Amid growing pessimism regarding an extension of OPEC’s oil production deal, and a day after the American Petroleum Institute reported an estimated increase of 897,000 barrels in U.S. commercial inventories, the EIA reversed the mood with a draw of 3.6 million barrels for the week to April 21.
Analysts had expected a respite for oil prices with a decline in inventories of 1.6 million barrels and though they were out of luck with API, EIA exceeded the expectations.
The EIA reported that crude inventories stood at 528.7 million barrels at the end of last week, still near the upper seasonal limit despite refineries increasing their runs after the end of maintenance season, which some analysts argued was the reason for the hefty weekly inventory increases that we saw over the last couple of months.
They may well have been right, as refinery runs averaged 17.3 million barrels in the week to April 21, up 347,000 bpd on the previous week, with refineries operating at 94.1 percent of capacity. Gasoline production averaged 9.7 million barrels, compared with 9.8 million barrels in the previous week.
Gasoline inventories increased by 3.4 million barrels and are still near the upper limit for this time of year, and distillates increased 2.7 million barrels.
Oil prices have been hovering around four-week lows in the past week, pressured by the global inventory situation and wilting hopes that an OPEC extension would this time do the trick and take care of the excess supply.
Still, yesterday Brent and WTI picked up a little on analyst expectations that the API would report a draw in U.S. inventories, but that came after six straight sessions in the red for the benchmarks.
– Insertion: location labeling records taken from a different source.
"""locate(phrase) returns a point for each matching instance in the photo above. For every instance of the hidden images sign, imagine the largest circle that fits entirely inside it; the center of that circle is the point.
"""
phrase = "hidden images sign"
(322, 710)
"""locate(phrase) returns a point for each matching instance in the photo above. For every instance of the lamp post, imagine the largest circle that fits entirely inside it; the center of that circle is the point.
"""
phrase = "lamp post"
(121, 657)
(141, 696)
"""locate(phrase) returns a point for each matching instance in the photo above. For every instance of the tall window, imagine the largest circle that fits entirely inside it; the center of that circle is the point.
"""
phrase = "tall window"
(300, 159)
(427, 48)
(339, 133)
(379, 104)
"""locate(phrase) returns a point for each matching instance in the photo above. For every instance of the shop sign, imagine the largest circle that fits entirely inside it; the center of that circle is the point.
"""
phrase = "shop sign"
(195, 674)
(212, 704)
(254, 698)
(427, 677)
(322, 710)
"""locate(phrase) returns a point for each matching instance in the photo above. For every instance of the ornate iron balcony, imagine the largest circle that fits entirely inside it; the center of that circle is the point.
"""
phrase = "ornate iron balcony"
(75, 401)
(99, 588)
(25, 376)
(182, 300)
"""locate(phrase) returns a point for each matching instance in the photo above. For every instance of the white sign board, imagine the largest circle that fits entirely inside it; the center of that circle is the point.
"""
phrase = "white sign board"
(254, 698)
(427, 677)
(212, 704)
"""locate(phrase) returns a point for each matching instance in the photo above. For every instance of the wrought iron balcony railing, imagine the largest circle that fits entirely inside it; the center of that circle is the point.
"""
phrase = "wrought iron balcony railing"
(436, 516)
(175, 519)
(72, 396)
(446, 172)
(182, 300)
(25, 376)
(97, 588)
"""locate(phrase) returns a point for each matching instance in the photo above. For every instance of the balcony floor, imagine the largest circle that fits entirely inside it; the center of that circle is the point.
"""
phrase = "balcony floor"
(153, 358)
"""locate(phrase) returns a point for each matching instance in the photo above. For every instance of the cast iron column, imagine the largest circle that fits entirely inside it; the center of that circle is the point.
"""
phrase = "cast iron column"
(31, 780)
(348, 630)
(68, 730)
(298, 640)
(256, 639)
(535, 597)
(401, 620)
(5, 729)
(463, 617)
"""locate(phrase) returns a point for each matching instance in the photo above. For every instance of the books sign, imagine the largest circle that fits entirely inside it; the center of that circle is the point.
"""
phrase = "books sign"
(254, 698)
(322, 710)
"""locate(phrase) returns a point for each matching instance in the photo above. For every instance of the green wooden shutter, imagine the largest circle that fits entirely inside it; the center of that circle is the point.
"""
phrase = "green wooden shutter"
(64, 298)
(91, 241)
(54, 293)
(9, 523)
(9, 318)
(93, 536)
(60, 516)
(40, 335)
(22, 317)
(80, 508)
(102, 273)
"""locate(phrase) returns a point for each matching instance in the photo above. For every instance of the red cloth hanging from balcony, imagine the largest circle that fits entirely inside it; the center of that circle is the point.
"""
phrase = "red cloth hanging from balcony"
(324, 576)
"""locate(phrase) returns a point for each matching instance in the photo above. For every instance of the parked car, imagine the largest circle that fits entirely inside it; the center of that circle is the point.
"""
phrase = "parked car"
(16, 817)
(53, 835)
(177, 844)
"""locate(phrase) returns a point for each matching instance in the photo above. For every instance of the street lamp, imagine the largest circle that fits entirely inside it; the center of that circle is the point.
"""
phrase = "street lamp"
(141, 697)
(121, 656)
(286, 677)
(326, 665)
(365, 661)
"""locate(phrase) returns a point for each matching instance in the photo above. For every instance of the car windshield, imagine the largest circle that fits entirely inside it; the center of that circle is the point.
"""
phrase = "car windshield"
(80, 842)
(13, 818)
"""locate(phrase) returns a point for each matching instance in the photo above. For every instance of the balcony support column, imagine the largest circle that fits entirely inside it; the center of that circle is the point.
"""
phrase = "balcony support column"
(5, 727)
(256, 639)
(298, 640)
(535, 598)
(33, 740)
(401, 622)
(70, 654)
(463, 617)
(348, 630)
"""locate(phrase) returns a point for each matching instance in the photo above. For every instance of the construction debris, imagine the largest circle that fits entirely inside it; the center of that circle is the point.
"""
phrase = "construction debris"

Now, EIA’s figures are bound to provide a boost for benchmarks.
Even so, analysts seem to share the opinion that the first OPEC deal was a failure, despite the high compliance rate. The cartel and its external partners will have to cut deeper and for longer if they are to influence oil prices in any meaningful way.
Amid all this, Russian government officials have been reported to suggest that the country’s oil production could hit the highest in 30 years in 2017, if OPEC does not agree to extend the cuts, adding to headwinds for oil prices.